Reputation: 2076
I want to replace all the single character in my string with a blank. My idea is that there should be a space before and after the single character. So i have put spaces before and after the character but that doesn't seem to work. I also wanted to replace string with more than 1 char. i.e if i want to replace all char with length 2 or so, then how would the code change.
str="I have a cat of white color"
str=gsub("([[:space:]][[a-z]][[:space:]])", "", str)
Upvotes: 2
Views: 2121
Reputation: 626835
I want to replace all the single character in my string with a blank. My idea is that there should be a space before and after the single character.
The idea is not correct, a word is not always surrounded with spaces. What if the words is at the beginning of the string? Or at the end?

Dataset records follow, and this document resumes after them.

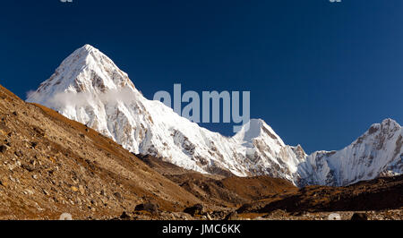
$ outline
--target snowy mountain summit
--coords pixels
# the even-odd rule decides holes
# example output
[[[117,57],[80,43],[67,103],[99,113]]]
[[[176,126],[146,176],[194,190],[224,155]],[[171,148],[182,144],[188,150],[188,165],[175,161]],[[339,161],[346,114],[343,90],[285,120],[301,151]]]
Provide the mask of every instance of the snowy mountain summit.
[[[286,145],[259,119],[228,138],[145,98],[125,72],[90,45],[64,60],[27,101],[87,124],[133,153],[202,173],[268,174],[298,185],[345,185],[403,171],[403,132],[392,120],[373,125],[340,151],[310,156],[300,146]]]

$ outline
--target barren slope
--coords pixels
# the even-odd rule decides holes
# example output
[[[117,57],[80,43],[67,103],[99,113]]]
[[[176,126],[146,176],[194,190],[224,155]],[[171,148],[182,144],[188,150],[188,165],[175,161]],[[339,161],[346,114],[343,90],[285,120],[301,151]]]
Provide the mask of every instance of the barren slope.
[[[108,218],[199,202],[113,140],[0,86],[0,219]]]

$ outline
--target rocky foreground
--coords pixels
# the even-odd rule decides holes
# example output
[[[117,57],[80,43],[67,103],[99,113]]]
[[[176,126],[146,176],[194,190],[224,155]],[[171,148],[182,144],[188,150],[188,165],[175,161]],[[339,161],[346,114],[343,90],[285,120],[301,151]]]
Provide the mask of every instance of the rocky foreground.
[[[0,86],[0,219],[402,219],[402,185],[400,175],[298,189],[191,172]]]

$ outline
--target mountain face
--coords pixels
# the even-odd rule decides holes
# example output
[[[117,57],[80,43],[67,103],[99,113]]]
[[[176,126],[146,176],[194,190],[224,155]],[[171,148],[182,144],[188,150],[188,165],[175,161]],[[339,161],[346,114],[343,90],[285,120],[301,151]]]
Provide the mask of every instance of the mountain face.
[[[148,100],[126,73],[89,45],[68,56],[27,101],[87,124],[131,152],[202,173],[269,174],[292,181],[303,159],[262,120],[251,120],[228,138]]]
[[[304,186],[346,185],[403,171],[402,130],[392,120],[373,125],[340,151],[309,156],[299,145],[286,145],[260,119],[224,137],[145,98],[126,73],[90,45],[68,56],[27,101],[87,124],[133,153],[202,173],[267,174]]]
[[[300,186],[343,186],[379,175],[403,171],[403,130],[395,121],[384,120],[348,147],[339,151],[317,151],[298,166]]]

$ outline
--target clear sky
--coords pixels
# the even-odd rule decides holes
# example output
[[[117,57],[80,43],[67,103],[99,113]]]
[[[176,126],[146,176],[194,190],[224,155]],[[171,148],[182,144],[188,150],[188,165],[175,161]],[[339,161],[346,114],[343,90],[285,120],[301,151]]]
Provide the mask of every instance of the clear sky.
[[[148,98],[250,90],[252,117],[307,152],[403,123],[401,0],[73,1],[2,1],[2,85],[25,98],[88,43]]]

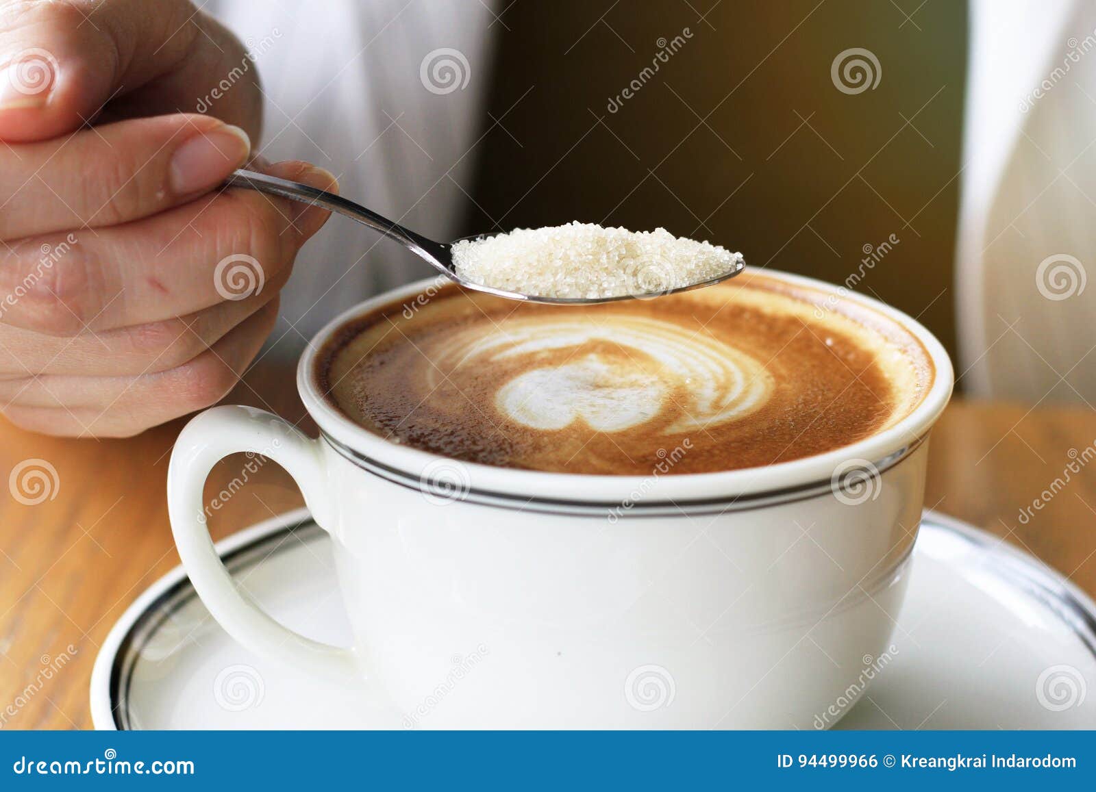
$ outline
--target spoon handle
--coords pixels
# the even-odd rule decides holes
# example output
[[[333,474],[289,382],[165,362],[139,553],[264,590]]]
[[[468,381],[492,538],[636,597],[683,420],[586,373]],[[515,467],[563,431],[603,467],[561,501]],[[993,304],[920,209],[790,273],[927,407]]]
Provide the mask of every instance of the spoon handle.
[[[387,217],[383,217],[370,209],[366,209],[359,204],[355,204],[349,198],[344,198],[341,195],[335,195],[334,193],[329,193],[323,190],[310,187],[307,184],[290,182],[287,179],[277,179],[276,176],[267,176],[265,173],[256,173],[255,171],[246,170],[233,171],[232,174],[225,180],[225,184],[230,187],[243,187],[246,190],[254,190],[260,193],[269,193],[270,195],[278,195],[283,198],[299,200],[302,204],[322,206],[324,209],[336,211],[340,215],[351,218],[352,220],[357,220],[363,226],[368,226],[376,231],[380,231],[380,233],[386,237],[395,239],[397,242],[411,248],[415,252],[419,252],[420,250],[433,252],[442,246],[438,242],[426,239],[411,229],[404,228],[398,222],[389,220]]]

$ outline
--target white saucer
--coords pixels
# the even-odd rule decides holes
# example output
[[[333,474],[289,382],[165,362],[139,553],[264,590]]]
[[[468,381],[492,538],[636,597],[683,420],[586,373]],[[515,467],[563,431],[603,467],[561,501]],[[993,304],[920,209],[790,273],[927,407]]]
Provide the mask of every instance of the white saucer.
[[[263,608],[346,643],[327,535],[304,509],[220,542]],[[1094,728],[1096,606],[1030,555],[926,512],[895,651],[838,728]],[[402,728],[368,686],[273,665],[209,617],[181,567],[145,592],[95,661],[98,728]],[[820,713],[823,716],[824,713]],[[831,725],[820,724],[817,725]]]

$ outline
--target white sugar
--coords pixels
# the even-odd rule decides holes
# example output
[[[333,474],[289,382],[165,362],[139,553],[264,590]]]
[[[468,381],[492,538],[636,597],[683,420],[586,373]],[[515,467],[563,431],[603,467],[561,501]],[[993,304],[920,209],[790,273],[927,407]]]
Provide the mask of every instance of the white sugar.
[[[453,244],[457,274],[537,297],[598,299],[650,295],[742,267],[742,254],[664,228],[629,231],[589,222],[517,229]]]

Or is followed with a punctuation?
Use \b
word boundary:
There are three different positions that qualify as word boundaries:
- Before the first character in the string, if the first character is a word character.

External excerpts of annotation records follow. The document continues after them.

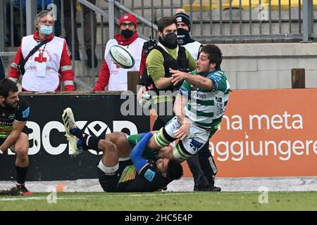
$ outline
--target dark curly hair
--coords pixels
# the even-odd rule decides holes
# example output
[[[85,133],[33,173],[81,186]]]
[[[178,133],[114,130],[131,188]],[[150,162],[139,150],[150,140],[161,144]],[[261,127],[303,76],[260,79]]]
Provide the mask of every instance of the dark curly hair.
[[[183,171],[180,162],[172,159],[168,161],[166,171],[167,176],[171,180],[177,180],[182,177]]]

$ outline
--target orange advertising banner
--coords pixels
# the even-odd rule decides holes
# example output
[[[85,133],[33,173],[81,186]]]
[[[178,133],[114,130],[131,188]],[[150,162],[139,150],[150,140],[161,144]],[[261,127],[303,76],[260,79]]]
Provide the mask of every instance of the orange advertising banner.
[[[317,176],[316,129],[316,89],[234,91],[209,142],[217,177]]]

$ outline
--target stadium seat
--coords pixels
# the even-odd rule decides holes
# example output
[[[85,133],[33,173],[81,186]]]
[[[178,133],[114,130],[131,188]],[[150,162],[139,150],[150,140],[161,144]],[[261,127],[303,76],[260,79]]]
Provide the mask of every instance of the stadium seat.
[[[222,5],[221,8],[223,10],[229,9],[230,8],[230,0],[223,0],[221,1]],[[202,3],[201,6],[201,1]],[[211,1],[211,6],[210,6],[210,0],[195,0],[192,5],[192,8],[193,11],[199,11],[201,8],[204,11],[208,11],[210,10],[211,6],[211,10],[216,8],[220,8],[219,0]],[[300,0],[301,7],[302,7],[303,1]],[[251,0],[251,8],[259,8],[259,0]],[[261,0],[261,4],[263,8],[268,8],[269,7],[269,0]],[[317,0],[313,1],[313,8],[317,9]],[[272,10],[278,10],[279,0],[271,0],[271,7]],[[231,8],[240,8],[240,0],[231,0]],[[288,10],[290,7],[289,0],[280,0],[280,8],[281,10]],[[290,8],[298,8],[299,7],[299,0],[290,0]],[[250,1],[249,0],[241,0],[241,8],[242,10],[249,11],[250,8]],[[190,6],[189,4],[185,4],[183,8],[185,11],[190,11]]]

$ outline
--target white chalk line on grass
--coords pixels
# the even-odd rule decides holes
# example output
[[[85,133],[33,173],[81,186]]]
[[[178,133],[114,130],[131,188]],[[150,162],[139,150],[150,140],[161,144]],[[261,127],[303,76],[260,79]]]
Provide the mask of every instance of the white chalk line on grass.
[[[142,193],[142,194],[116,194],[116,195],[109,195],[105,193],[104,196],[100,196],[100,195],[83,195],[83,196],[68,196],[68,197],[58,197],[58,194],[56,196],[56,200],[87,200],[87,199],[91,199],[91,198],[97,198],[98,199],[107,199],[111,197],[118,197],[118,196],[124,196],[125,198],[129,197],[157,197],[158,196],[158,194],[163,193]],[[163,195],[197,195],[199,193],[201,193],[199,192],[183,192],[183,193],[163,193]],[[49,194],[48,193],[48,194]],[[19,200],[46,200],[47,198],[46,196],[39,196],[39,197],[15,197],[15,198],[0,198],[0,202],[6,202],[6,201],[19,201]]]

- After the last character in the string, if the last character is a word character.
- Between two characters in the string, where one is a word character and the other is not a word character.
NOTE that in R, when you use gsub
, it is best to use it with the PCRE regex (pass perl=T
):
POSIX 1003.2 mode of
gsub
andgregexpr
does not work correctly with repeated word-boundaries (e.g.,pattern = "\b"
). Useperl = TRUE
for such matches (but that may not work as expected with non-ASCII inputs, as the meaning of ‘word’ is system-dependent).
So, to match all 1-letter words, you need to use
gsub("(?i)\\b[a-z]\\b", "REPLACEMENT", input, perl=T) ## To replace 1 ASCII letter words
Note that (?i)
is a case-insensitive modifier (making a
match both a
and A
).
Now, you need to match 2 letter words:
gsub("(?i)\\b[a-z]{2}\\b", "REPLACEMENT", input, perl=T) ## To replace 2 ASCII letter words
Here, we are using a limiting quantifier {min, max}
/ {max}
to specify how many times the pattern quantified with this construct can be repeated.
See IDEONE demo:
> input = "I am a football fan"
> gsub("(?i)\\b[a-z]\\b", "REPLACEMENT", input, perl=T) ## To replace 1 ASCII letter words
[1] "REPLACEMENT am REPLACEMENT football fan"
gsub("(?i)\\b[a-z]{2}\\b", "REPLACEMENT", input, perl=T) ## To replace 2 ASCII letter words
[1] "I REPLACEMENT a football fan"
Upvotes: 2
Reputation: 521249
You need to use the quantifier regex property, e.g. [a-z]{2}
which matches the letters a
to z
twice together. The regex pattern you want is something along the lines of this:
\\s[a-z]{2}\\s
You can build this regex dynamically in R using an input number of characters. Here is a code snippet which demonstrates this:
str <- "I have a cat of white color"
nchars <- 2
exp <- paste0("\\s[a-z]{", nchars, "}\\s")
> gsub(exp, "", str)
[1] "I have a catwhite color"
Upvotes: 1